Interview with eBible
Mark Sears is the founder of Godspeed Computing, the company behind eBible. Visit the company blog here.
How did this idea get started, and what was the development process like?
Godspeed has been doing Bible technology products for over 5 years now and eBible.com is the culmination of all our work in many ways. We first offered a proprietary hardware ebook device called the Godspeed eBible. The idea was to sell these in Christian bookstores around the world and then allow the growing user base to purchase and download additional Bibles, reference titles and Christian ebooks from a website. The costs and work involved with inventory, sales and support made this a hard business for the 10-12 employees we had at the time. From there we ported much of that technology to the Palm OS platform and partnered with Thomas Nelson Publishers to distribute and market the PDA software. This growing line of products is sold in retail boxes and download versions are also available at www.eBiblePDA.com. And all of this leads to the next big idea which was to take the Bible to an even bigger platform and audience of users – the Web.
eBible.com has been in development for about 18 months. The first 4 months was prototyping before finally settling on Ruby on Rails v0.11 as our technology framework. It was a major risk at the time. We had a team of Java developers and even had a bunch of libraries and code already available in Java. Still RoR had too much appeal to pass up so we dove in and committed to the now very popular framework. From the beginning we have used Trac for the software developers and Basecamp for the higher level product planning and communication with our partner Thomas Nelson. For the last 12 months we have committed to involving users and have released a new version every 2 or 3 weeks for people to try out.

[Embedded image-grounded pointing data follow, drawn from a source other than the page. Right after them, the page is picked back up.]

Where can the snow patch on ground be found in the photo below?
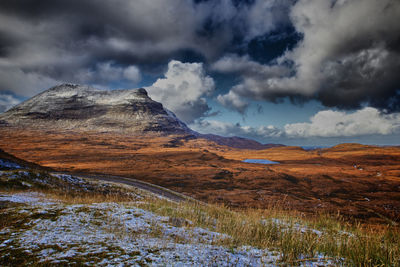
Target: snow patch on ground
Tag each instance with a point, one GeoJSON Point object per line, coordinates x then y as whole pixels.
{"type": "Point", "coordinates": [31, 198]}
{"type": "Point", "coordinates": [108, 234]}
{"type": "Point", "coordinates": [9, 165]}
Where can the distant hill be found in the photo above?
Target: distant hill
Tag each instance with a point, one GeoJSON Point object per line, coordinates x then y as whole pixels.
{"type": "Point", "coordinates": [238, 142]}
{"type": "Point", "coordinates": [83, 108]}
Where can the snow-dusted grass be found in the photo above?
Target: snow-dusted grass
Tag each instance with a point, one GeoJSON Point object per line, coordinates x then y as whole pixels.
{"type": "Point", "coordinates": [110, 233]}
{"type": "Point", "coordinates": [298, 239]}
{"type": "Point", "coordinates": [78, 221]}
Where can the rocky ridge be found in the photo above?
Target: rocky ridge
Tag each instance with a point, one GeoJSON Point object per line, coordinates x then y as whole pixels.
{"type": "Point", "coordinates": [77, 107]}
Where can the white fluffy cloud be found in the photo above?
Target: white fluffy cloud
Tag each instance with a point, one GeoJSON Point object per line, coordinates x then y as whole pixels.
{"type": "Point", "coordinates": [367, 121]}
{"type": "Point", "coordinates": [183, 90]}
{"type": "Point", "coordinates": [230, 129]}
{"type": "Point", "coordinates": [233, 101]}
{"type": "Point", "coordinates": [106, 72]}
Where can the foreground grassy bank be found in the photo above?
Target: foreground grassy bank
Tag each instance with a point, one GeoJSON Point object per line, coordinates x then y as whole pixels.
{"type": "Point", "coordinates": [296, 238]}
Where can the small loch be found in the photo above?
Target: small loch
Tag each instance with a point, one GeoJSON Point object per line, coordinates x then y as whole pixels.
{"type": "Point", "coordinates": [260, 161]}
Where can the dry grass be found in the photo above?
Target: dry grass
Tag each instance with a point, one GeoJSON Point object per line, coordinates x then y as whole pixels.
{"type": "Point", "coordinates": [291, 234]}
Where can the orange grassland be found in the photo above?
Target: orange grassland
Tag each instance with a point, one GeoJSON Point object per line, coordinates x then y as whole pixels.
{"type": "Point", "coordinates": [357, 181]}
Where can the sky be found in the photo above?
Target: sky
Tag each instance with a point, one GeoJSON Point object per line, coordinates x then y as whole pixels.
{"type": "Point", "coordinates": [297, 72]}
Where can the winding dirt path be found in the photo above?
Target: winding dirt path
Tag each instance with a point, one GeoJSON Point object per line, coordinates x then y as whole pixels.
{"type": "Point", "coordinates": [155, 189]}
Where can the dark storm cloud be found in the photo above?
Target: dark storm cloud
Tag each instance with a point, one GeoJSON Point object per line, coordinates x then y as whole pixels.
{"type": "Point", "coordinates": [44, 42]}
{"type": "Point", "coordinates": [347, 56]}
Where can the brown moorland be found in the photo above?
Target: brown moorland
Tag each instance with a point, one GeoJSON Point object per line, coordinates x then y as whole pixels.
{"type": "Point", "coordinates": [357, 181]}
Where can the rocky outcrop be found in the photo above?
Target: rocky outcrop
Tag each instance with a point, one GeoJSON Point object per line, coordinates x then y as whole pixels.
{"type": "Point", "coordinates": [77, 107]}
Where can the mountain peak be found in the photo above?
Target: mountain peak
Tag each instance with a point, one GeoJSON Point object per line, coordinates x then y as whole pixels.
{"type": "Point", "coordinates": [80, 107]}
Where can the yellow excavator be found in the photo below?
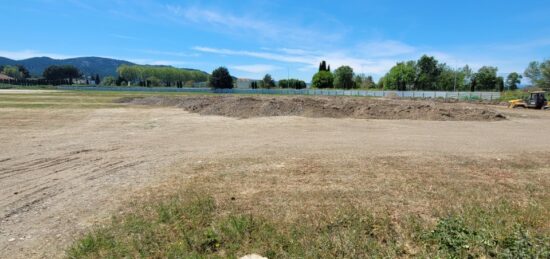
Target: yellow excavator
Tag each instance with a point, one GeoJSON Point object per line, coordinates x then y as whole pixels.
{"type": "Point", "coordinates": [536, 100]}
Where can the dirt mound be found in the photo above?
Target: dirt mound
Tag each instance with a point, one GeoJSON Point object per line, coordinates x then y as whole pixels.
{"type": "Point", "coordinates": [331, 107]}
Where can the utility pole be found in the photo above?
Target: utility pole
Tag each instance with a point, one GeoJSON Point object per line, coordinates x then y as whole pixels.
{"type": "Point", "coordinates": [456, 71]}
{"type": "Point", "coordinates": [287, 77]}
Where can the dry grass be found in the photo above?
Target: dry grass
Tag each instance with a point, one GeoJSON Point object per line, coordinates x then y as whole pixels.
{"type": "Point", "coordinates": [348, 206]}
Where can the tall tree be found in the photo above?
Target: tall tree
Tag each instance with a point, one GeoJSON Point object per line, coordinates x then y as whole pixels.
{"type": "Point", "coordinates": [401, 77]}
{"type": "Point", "coordinates": [486, 79]}
{"type": "Point", "coordinates": [323, 79]}
{"type": "Point", "coordinates": [513, 80]}
{"type": "Point", "coordinates": [500, 84]}
{"type": "Point", "coordinates": [268, 82]}
{"type": "Point", "coordinates": [428, 73]}
{"type": "Point", "coordinates": [343, 77]}
{"type": "Point", "coordinates": [323, 66]}
{"type": "Point", "coordinates": [221, 79]}
{"type": "Point", "coordinates": [539, 73]}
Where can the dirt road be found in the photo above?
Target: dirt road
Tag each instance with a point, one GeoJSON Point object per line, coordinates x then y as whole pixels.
{"type": "Point", "coordinates": [61, 171]}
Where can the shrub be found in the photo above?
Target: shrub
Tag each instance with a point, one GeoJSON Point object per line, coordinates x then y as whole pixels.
{"type": "Point", "coordinates": [323, 79]}
{"type": "Point", "coordinates": [221, 79]}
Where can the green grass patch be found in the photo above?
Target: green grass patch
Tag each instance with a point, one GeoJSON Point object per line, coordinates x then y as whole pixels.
{"type": "Point", "coordinates": [193, 225]}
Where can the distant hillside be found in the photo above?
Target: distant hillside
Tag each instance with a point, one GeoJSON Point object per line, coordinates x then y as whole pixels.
{"type": "Point", "coordinates": [86, 65]}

It has definitely been an evolutionary development process with lots of rewriting the back-end and redesigning the user interface. Our team is very talented and dedicated and it has been great to see everyone grow in their skills along the way.
What are your plans for this service in the long run?
It is all about widespread access to the Bible. Right now we are working hard on an API and tools for everyone wanting to use the Bible on their website. We have went through too much work in development, licensing, etc to not share all of it with the thousands of blogs, church, ministry and other websites out there. So we see widespread use of our technologies without people ever necessarily coming to eBible.com. We also anticipate going back to our mobile roots and making eBible.com work well on cell phones and PDAs.
The other long term vision is to see communities develop online where they discuss and study the Bible together. The community aspect of our site is early but people are really catching the vision.
What are your greatest challenges?
Generate the revenue needed to grow the site and accomplish our mission.
Getting the word out about eBible.com.
Convince people used to a paper bible to try doing more study online.
Convince publishers used to paper publishing to try doing more publishing online.